El objeto de tanta preocupación tenía que ser alguien de la familia.

– Me parece que no me ha dicho cómo se llama usted, signorina.

– No quiero dar mi nombre -respondió ella, ahora sin dulzura en la voz.

Brunetti abrió las manos en señal de la libertad que le otorgaba.

– Está en su derecho, signorina. En tal caso, lo único que puedo proponer es que diga usted a esa persona que venga.

– A mí no me hará caso. Nunca me lo ha hecho -dijo ella categóricamente.

Brunetti pasó revista a las posibilidades. Se miraba atentamente la alianza, que estaba más delgada que la última vez que la había contemplado, gastada por los años. Levantó la cabeza y miró a la muchacha.

– ¿Él lee el periódico?

Ella, sorprendida, respondió de inmediato:

– Sí.

– ¿El Gazzettino?

– Sí.

– ¿Podría hacer que lo leyera mañana?

Ella asintió.

– Bien. Espero que eso baste para hacerlo venir. ¿Lo animará usted a hacerlo?

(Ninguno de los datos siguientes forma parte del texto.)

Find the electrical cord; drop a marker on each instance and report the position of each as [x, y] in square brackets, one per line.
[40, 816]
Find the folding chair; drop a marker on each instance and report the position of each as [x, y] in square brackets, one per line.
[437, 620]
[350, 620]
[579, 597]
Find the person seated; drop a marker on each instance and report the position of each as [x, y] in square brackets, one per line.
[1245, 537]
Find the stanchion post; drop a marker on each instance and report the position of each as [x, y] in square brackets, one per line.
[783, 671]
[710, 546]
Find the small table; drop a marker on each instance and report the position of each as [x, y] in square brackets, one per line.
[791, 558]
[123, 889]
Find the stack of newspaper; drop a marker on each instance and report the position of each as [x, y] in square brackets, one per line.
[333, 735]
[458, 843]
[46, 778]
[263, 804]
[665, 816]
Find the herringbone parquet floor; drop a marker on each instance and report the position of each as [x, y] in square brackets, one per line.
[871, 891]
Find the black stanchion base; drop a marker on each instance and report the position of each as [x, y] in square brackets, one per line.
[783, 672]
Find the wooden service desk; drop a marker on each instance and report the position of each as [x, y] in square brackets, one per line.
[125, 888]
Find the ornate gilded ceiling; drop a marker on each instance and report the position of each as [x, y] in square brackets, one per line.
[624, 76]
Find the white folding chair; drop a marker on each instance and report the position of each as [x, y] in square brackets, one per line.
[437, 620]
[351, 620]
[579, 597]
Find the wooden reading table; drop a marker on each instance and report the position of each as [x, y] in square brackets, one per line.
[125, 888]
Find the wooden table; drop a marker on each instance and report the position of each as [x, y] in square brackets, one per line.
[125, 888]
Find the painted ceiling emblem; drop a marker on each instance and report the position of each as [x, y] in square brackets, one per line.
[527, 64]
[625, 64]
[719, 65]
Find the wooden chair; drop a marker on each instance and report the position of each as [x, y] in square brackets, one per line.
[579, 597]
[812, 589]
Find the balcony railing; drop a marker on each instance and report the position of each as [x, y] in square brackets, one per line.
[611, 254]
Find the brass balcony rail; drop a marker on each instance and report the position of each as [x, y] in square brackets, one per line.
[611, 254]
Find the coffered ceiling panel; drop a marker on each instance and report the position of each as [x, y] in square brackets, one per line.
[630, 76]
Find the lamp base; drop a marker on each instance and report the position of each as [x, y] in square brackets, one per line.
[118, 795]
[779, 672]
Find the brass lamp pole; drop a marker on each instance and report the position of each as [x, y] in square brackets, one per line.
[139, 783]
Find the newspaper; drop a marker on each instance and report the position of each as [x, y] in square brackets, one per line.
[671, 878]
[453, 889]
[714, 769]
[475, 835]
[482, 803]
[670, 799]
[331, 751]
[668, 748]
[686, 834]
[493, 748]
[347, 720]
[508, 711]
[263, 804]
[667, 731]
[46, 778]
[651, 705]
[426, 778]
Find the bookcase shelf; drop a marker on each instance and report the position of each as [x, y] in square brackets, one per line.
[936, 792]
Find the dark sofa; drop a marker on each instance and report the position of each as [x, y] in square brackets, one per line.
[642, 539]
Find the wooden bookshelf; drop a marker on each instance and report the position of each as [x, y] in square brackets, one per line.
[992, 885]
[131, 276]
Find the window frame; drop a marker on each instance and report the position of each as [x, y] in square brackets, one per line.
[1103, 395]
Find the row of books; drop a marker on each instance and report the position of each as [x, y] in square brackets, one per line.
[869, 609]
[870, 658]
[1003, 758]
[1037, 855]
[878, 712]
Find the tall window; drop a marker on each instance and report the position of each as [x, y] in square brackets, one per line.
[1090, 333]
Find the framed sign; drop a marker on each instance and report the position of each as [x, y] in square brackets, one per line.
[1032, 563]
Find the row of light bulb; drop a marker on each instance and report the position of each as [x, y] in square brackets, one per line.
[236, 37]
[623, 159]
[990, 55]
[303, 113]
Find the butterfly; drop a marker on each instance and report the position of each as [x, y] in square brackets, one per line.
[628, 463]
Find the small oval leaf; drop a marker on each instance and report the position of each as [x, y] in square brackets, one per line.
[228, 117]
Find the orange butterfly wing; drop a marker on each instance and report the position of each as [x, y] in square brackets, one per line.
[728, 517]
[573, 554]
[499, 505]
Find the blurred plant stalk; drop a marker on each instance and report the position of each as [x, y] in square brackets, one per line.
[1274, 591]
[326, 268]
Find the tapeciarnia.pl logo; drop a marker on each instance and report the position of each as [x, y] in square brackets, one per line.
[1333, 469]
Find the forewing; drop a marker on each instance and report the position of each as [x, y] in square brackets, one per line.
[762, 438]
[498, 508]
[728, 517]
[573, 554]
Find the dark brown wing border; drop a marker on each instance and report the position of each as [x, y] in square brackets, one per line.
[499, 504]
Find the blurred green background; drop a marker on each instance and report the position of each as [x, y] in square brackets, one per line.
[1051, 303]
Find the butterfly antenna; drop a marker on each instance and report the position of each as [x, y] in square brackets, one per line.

Ella bajó la mirada al oír eso y otra vez a él le pareció que iba a echarse a llorar, pero sólo dijo:

– Estoy intentándolo desde que murió Marco. -Le falló la voz y volvió a apretar los puños. Movió la cabeza negativamente-. Tiene miedo. -Otra pausa larga-. Yo no puedo hacer nada. Mis pa… -se interrumpió, dejando la palabra sin terminar y confirmando lo que él ya sospechaba. Echó el cuerpo hacia adelante y él vio que, entregado el mensaje, se disponía a escapar.

Brunetti se puso en pie y, lentamente, dio la vuelta a la mesa. Ella se levantó y se volvió hacia la puerta.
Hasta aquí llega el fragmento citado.